Barnbrook: There are a lot of themes about mental health but they are treated in a more poetic or observational form. Anil studied psychotherapy and I started to read the books she was reading for her course too. It was a hugely creative time for both of us understanding how the subconscious can affect creativity, how people who have a different perception of the world can be hugely creative and how we have treated creatives and people with mental health issues throughout history. Somewhere within that is a path to being more creative yourself and understanding what it is to be a human with a fully-fledged identity that is a result of all of the experiences of your past. Music tells us something about the truth of what being a human being is and I hope in our own way we have revealed a truth too in this project. This is mixed with creative visual responses to the subject matter of the songs, and also research into for instance specific lines of lyrics. For instance, the German phrase ‘Einmal ist keinmal’ appears in one of the songs and all of the meanings and uses are explored in the book. This is all part of the space – 500 pages – that the book gives us to go on tangents and put things in which are part of the indirect meaning of the songs.

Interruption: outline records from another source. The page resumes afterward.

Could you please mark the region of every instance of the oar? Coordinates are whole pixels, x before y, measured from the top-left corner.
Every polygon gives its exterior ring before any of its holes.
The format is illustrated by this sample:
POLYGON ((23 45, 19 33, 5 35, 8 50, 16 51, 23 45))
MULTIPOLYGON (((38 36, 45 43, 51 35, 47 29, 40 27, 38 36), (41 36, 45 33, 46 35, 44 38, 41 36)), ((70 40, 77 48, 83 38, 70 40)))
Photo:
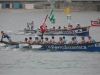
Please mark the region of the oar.
POLYGON ((1 37, 1 41, 0 42, 2 42, 3 41, 3 35, 2 35, 2 37, 1 37))

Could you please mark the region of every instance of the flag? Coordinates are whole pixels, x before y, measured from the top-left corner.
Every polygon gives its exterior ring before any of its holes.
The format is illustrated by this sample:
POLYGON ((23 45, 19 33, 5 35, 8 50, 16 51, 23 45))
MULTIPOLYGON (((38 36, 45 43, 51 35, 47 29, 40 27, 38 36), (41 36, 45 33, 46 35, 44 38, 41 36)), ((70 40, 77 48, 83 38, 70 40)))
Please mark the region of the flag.
POLYGON ((53 14, 54 10, 52 9, 49 15, 49 20, 51 23, 55 23, 55 18, 54 18, 54 14, 53 14))
POLYGON ((48 17, 48 14, 46 15, 46 17, 45 17, 45 19, 44 19, 44 22, 43 22, 43 24, 41 25, 41 26, 39 26, 39 28, 38 28, 38 32, 41 32, 41 33, 44 33, 45 32, 45 26, 46 26, 46 24, 45 24, 45 22, 46 22, 46 20, 47 20, 47 17, 48 17))
POLYGON ((70 12, 70 7, 64 10, 63 14, 68 14, 70 12))

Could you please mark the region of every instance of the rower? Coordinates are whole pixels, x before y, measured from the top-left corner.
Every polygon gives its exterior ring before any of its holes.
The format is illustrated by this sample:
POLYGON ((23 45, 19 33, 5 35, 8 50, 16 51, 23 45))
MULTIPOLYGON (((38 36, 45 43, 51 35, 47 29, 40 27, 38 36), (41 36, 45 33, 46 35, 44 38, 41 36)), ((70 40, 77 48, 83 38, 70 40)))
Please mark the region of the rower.
POLYGON ((2 34, 1 41, 3 40, 3 38, 7 38, 9 42, 13 42, 11 37, 8 34, 4 33, 3 31, 1 31, 1 34, 2 34))
POLYGON ((91 38, 91 36, 88 36, 88 41, 87 43, 96 43, 96 41, 94 39, 91 38))
POLYGON ((29 48, 32 48, 32 37, 29 37, 29 40, 28 40, 28 43, 29 43, 29 48))
POLYGON ((63 44, 63 38, 62 37, 59 38, 59 41, 57 42, 57 44, 63 44))
POLYGON ((76 26, 77 28, 81 28, 81 26, 80 26, 80 24, 79 23, 77 23, 77 26, 76 26))
POLYGON ((39 43, 44 43, 44 40, 43 40, 43 36, 41 36, 41 39, 39 40, 39 43))
POLYGON ((45 26, 45 30, 46 30, 46 31, 48 31, 48 28, 47 28, 47 26, 45 26))
POLYGON ((32 43, 32 37, 29 37, 28 43, 32 43))
POLYGON ((76 36, 74 36, 74 42, 75 42, 75 44, 77 44, 77 39, 76 39, 76 36))
POLYGON ((85 41, 84 37, 82 36, 81 38, 82 38, 82 40, 81 40, 81 42, 79 42, 78 44, 85 44, 86 41, 85 41))
POLYGON ((76 44, 74 37, 72 37, 72 40, 69 42, 69 44, 76 44))
POLYGON ((51 43, 51 44, 54 44, 54 43, 55 43, 54 36, 52 36, 52 38, 50 39, 50 43, 51 43))
POLYGON ((29 23, 27 23, 27 30, 30 30, 30 26, 29 26, 29 23))
POLYGON ((36 43, 36 44, 39 43, 39 38, 37 36, 35 37, 35 40, 33 41, 33 43, 36 43))
POLYGON ((25 38, 24 42, 25 42, 25 43, 28 43, 28 39, 27 39, 27 38, 25 38))
POLYGON ((33 30, 33 28, 34 28, 34 21, 32 21, 32 23, 30 25, 31 25, 31 30, 33 30))
POLYGON ((50 30, 52 30, 52 29, 53 29, 53 26, 51 25, 50 30))
POLYGON ((67 27, 66 26, 64 26, 64 29, 63 30, 67 30, 67 27))
POLYGON ((44 44, 49 44, 48 37, 45 38, 44 44))
POLYGON ((68 30, 71 30, 71 24, 70 23, 68 24, 68 30))
POLYGON ((52 30, 55 30, 55 27, 53 27, 53 29, 52 30))
POLYGON ((66 43, 65 36, 63 36, 63 44, 65 44, 65 43, 66 43))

Heller: That psychological component is very familiar. I have written a bit about the surrealistic quality of the Apperception Tests that I took when I was a kid. . .

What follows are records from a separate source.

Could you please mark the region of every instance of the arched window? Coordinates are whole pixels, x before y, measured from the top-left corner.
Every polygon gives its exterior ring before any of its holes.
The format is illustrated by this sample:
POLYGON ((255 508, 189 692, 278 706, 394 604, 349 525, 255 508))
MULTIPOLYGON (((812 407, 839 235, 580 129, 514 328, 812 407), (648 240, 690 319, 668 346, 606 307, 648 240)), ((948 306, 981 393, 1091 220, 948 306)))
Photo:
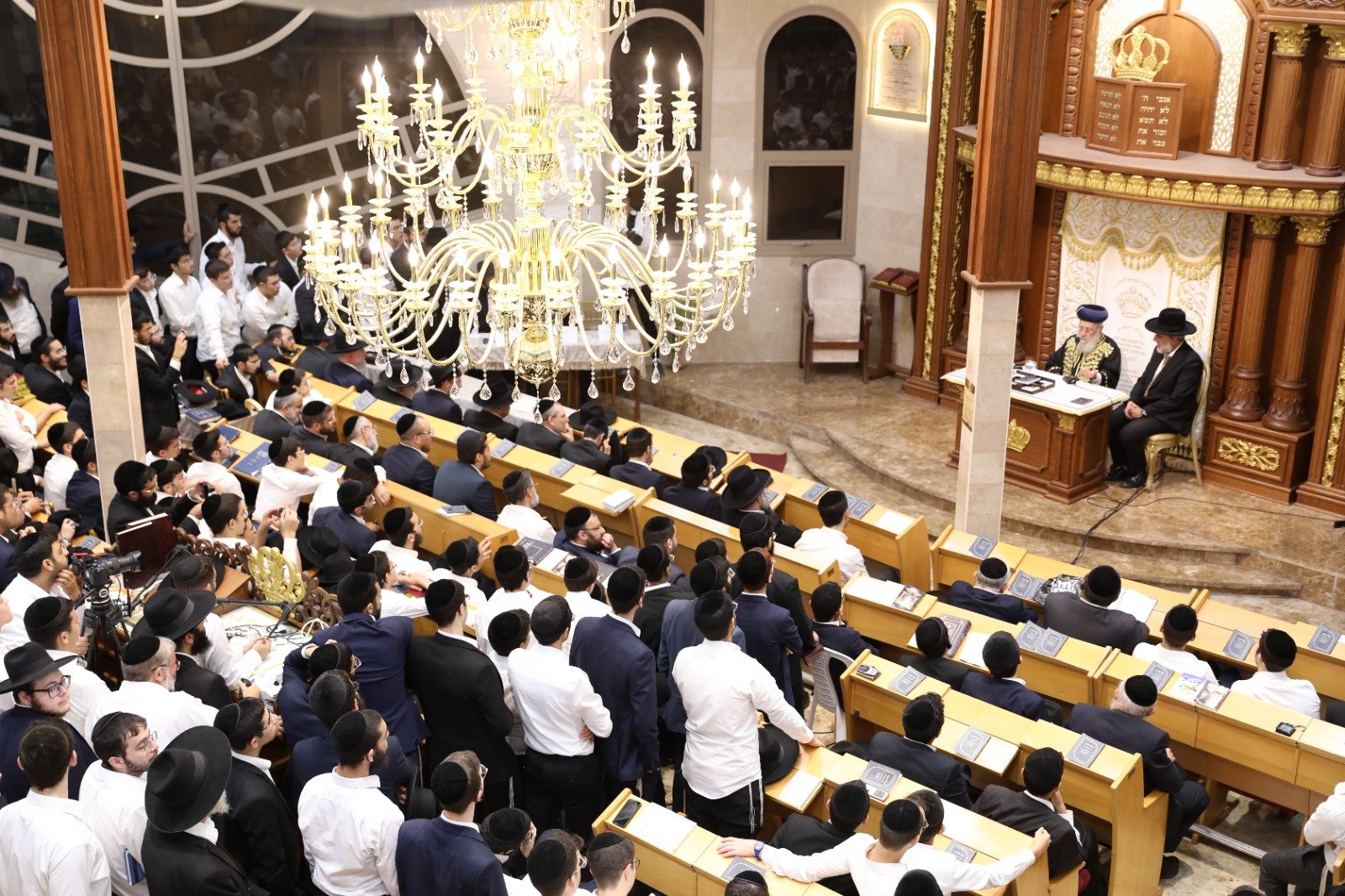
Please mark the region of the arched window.
POLYGON ((767 44, 757 184, 767 245, 854 242, 857 63, 850 32, 827 16, 792 19, 767 44))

Barnbrook: We have tried to do a few new things including the first authorized use of the ‘Apperception Test’ images. Which is a psychological test that using images whose meaning changes dependent on the mental health of the person who looks at them. There is also a collaboration with the artist Peter White from Bethlem Gallery, London – they work with former mental health patients from the South London and Maudsley NHS Trust. The book also includes a huge amount of literary references that needed permission sought and original photography that all needed.



Heller:
What are your present and future plans for this?

Barnbrook: Since we started this project, it felt like it has become another part of both of us, part of our relationship. So, I don’t imagine it will ever stop, this is not like a design project where you have solved a problem and then you move onto the next project. Here it is much more about expressing what we feel in a very pure form. It is sometimes difficult, we argue about the way songs are composed, what images should be used but also the way of working together is something of the most enjoyable that I have done, it feels like a new universe to explore create every ‘atom’, the sound waves, the sequences, the visuals, the lyrics. It’s very exciting.